In this final phase, we tested the robustness of our malignancy index in a validation study using fresh blood samples from patients diagnosed with prostate cancer, benign prostatic hyperplasia, and healthy volunteers. The results confirmed earlier findings that the malignancy index does indeed discriminate prostate cancer from non-prostate cancer. The index significantly separated the PCa group from the Control group with values of 0.0701 (n=54), and 0.0007 (n=47), respectively, a factor of 100. The malignancy index value of the small BPH cohort was well placed at 0.0016 (n=20), a factor of 44.
When the earlier study and the validation study data were pooled, the index again significantly separated the PCa group from the Control group with values of 0.0624 (n=125), and 0.0042 (n=110), respectively, a factor of 15. However, the same could not be said of the BPH data since the sample size was well below par (n=20).
We contend that the malignancy index has potential and value, at this preliminary stage, as a prostate cancer biomarker.
Value of the project in the struggle against cancer
The development of a cancer biomarker requires extensive validation and comparison with other applicable (in this case, prostate) biomarkers in a clinical setting. There are currently several PSA derivative assays to improve the utility of PSA.

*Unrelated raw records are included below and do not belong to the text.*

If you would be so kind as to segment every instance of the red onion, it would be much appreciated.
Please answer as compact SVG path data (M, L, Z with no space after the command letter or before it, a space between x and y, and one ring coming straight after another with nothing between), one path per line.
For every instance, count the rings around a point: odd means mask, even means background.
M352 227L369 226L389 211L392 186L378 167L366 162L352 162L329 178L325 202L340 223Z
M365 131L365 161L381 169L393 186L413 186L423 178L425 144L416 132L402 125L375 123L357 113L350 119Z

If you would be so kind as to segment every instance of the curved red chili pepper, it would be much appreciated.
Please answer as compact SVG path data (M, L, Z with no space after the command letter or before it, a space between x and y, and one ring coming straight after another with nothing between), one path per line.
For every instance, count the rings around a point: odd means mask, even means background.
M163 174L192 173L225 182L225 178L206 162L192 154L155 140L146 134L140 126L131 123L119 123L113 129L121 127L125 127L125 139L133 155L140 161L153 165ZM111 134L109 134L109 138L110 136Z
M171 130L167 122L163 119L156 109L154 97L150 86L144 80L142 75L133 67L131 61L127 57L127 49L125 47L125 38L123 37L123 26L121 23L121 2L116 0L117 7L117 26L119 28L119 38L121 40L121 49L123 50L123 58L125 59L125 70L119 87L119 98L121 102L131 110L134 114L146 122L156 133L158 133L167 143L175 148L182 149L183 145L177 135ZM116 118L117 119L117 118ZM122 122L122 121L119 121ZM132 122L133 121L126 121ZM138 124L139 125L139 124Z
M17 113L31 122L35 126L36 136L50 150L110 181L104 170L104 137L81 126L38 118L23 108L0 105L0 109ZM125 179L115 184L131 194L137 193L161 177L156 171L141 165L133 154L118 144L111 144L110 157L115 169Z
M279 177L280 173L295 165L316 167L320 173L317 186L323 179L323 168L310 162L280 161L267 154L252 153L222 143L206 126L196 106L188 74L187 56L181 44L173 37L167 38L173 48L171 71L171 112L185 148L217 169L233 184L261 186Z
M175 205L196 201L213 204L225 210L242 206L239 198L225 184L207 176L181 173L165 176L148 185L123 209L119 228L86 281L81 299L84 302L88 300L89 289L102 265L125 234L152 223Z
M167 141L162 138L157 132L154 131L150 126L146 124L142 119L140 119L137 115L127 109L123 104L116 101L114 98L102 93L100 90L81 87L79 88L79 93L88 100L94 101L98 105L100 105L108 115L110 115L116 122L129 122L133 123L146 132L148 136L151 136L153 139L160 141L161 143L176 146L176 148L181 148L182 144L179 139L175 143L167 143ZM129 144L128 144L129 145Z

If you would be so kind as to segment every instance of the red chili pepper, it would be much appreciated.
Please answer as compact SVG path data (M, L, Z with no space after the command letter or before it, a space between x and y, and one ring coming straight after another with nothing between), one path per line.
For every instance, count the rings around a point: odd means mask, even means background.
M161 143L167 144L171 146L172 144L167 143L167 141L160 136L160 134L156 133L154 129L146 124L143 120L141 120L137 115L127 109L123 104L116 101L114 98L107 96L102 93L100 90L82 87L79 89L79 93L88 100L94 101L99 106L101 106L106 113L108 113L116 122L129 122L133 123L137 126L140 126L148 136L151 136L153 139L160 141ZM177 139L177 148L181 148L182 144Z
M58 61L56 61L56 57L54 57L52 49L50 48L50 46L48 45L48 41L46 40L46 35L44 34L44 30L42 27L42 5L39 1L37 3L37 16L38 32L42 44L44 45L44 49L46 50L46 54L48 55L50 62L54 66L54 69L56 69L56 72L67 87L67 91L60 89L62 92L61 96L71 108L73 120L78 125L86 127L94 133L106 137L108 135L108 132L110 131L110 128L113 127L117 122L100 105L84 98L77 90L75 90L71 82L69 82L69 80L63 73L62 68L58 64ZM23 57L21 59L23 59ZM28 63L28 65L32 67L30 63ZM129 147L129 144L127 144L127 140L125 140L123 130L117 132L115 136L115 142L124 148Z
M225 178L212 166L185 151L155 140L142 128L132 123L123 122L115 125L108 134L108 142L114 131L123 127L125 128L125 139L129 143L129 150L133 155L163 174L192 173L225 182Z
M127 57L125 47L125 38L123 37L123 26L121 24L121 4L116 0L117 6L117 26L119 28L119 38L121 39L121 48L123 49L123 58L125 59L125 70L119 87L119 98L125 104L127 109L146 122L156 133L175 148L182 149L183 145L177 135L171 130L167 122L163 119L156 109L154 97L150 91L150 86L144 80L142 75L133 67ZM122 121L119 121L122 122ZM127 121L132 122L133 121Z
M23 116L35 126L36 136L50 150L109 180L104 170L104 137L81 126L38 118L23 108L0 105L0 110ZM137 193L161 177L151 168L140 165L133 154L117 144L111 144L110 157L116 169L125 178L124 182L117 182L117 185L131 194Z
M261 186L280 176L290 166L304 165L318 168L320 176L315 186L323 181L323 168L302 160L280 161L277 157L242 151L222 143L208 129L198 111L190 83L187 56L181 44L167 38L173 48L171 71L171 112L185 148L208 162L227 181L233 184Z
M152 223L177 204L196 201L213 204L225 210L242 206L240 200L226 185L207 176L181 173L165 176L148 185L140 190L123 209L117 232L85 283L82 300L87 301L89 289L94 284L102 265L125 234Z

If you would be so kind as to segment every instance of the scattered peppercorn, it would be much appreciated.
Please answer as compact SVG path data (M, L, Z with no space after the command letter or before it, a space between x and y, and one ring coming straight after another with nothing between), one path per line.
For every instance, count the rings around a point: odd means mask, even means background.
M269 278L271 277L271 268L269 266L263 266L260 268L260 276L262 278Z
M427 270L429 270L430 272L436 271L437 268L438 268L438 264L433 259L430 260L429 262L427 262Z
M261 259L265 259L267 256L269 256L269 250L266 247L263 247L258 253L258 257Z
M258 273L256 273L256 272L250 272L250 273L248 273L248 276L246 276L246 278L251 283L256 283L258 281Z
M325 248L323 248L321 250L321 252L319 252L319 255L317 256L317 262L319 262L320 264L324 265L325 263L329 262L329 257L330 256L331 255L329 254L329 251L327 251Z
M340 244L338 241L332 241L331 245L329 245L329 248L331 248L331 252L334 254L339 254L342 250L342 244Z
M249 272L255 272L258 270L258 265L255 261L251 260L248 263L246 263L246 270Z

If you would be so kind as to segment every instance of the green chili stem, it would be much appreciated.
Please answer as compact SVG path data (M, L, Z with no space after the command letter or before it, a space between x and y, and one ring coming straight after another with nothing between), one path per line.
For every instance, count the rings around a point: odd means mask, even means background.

We proposed a novel malignancy index ** which is seen to be effective in tissue and peripheral blood, to differentiate prostate cancer from non-prostate cancer. Said index came about as a result of the inconsistent data gathered whilst assaying two breast cancer markers, uPA and PAI-1, in prostate tissue and blood samples.
** The malignancy indices in transurethral resection tissue (TURP), biopsy tissue and blood from prostate cancer patients were, respectively, ~39, ~19, and ~9-fold higher than those obtained from individuals with benign prostatic hyperplasia (BPH), and healthy volunteers.
We should like to view this study as a small step in the continuum of prostate cancer patient care.